Nous nous étions engagés sur une chaussée étroite et boueuse, avec d’immenses marais de chaque côté de nous. Ces marais étaient peuplés d’oiseaux aquatiques de toute espèce. Pélican, outarde, canepetière, cormoran, canard sauvage ; chaque espèce avait là ses représentants. Le danger de l’homme faisait la sécurité des animaux dans ces espaces déserts, peuplés seulement par les larrons de chair humaine ; le chasseur risque trop de devenir gibier lui-même pour donner la chasse aux autres animaux.

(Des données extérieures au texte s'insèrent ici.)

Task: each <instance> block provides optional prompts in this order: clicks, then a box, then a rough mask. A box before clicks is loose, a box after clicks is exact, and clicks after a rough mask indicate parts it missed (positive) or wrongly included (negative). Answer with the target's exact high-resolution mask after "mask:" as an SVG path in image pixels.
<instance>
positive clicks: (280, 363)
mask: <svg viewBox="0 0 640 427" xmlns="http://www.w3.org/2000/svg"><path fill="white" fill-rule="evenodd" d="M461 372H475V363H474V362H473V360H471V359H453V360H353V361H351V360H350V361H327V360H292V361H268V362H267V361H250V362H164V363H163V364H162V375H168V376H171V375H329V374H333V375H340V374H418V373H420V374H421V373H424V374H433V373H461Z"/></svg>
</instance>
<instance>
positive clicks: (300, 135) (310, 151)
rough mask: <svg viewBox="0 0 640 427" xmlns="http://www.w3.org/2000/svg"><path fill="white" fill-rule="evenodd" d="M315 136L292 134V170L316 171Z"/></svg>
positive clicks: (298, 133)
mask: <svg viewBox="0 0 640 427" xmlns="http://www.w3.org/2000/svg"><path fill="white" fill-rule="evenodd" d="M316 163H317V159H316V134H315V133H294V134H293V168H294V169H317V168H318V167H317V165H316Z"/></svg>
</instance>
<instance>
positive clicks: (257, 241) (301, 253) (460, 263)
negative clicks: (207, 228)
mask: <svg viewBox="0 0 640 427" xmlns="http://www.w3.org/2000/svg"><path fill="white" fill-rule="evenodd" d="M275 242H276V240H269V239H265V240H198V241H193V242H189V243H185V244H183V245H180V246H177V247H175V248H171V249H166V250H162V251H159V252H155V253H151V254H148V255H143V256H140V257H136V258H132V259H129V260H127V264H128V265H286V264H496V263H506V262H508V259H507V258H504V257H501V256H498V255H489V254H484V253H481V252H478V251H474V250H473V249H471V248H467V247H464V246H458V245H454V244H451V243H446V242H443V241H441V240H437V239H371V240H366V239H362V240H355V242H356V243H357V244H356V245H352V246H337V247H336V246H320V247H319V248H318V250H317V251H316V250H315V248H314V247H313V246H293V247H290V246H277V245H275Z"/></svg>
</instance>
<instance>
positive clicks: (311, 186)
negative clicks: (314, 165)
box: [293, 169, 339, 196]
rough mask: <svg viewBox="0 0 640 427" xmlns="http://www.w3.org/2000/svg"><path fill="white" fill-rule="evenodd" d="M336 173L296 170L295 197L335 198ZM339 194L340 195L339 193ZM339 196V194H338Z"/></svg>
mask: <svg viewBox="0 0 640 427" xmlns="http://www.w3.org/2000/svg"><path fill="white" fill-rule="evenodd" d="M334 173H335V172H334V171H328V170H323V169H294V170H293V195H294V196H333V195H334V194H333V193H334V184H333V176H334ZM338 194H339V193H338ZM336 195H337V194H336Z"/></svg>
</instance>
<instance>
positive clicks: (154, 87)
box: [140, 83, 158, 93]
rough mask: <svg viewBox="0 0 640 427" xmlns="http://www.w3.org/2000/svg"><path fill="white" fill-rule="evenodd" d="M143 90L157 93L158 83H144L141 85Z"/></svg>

Tout ce que nous rencontrions de voyageurs sur la route était armé jusqu’aux dents. Un riche Tatar qui venait de visiter ses troupeaux avec son fils, enfant de quinze ans, et quatre noukers, avait l’air d’un prince du moyen âge avec sa suite.

Les piétons étaient rares. Ils portaient tous le kangiar, le pistolet passé dans la ceinture, le fusil en bandoulière sur l’épaule.

Chacun nous regardait passer avec cet air de fierté que donne à l’homme la conscience de son courage. Qu’il y avait loin de ces âpres Tatars aux humbles paysans que nous avions rencontrés de Twer à Astrakkan.

À une station précédente, Kalino avait levé le fouet sur un hiemchick en retard.

— Prends garde, avait dit celui-ci en portant la main à son kangiar, tu n’es plus ici en Russie.

Un paysan russe eût reçu le coup de fouet et n’eût pas même osé pousser un soupir.

Nous-mêmes, cette confiance, disons mieux, cet orgueil de l’homme indépendant nous gagnait. Il semblait qu’ayant à lutter contre un danger inconnu nos sens prenaient plus d’acuité pour le prévoir, notre cœur plus d’énergie pour y faire face.

Le danger est une chose étrange : on commence par le craindre, puis on le brave, puis on le désire, et quand après l’avoir affronté longtemps il s’éloigne de vous, il vous manque alors comme un sévère ami qui vous disait de vous tenir sur vos gardes.

J’ai bien peur que le courage ne soit qu’une affaire d’habitude.

À la station de Novo-Utchergdennaïa, c’est-à-dire à celle qui précédait l’endroit dangereux, on ne put nous donner que cinq Cosaques. Le chef du poste nous avoua lui-même que c’était bien peu, et nous offrit d’attendre le retour de ses hommes.

Je lui demandai si, dans le cas où nous attendrions le retour de ses hommes, nous marcherions de nuit.

Il nous répondit que non, que nous coucherions au poste, et repartirions le lendemain matin avec quinze ou vingt hommes.

— Vos cinq hommes se battront-ils bien dans le cas où nous serions attaqués ? demandai-je au chef du poste.

— Je vous réponds d’eux : ce sont des hommes qui font trois fois par semaine le coup de feu avec les montagnards ; pas un ne lâchera pied.

— Alors nous serons huit ; c’est tout ce qu’il faut. Partons.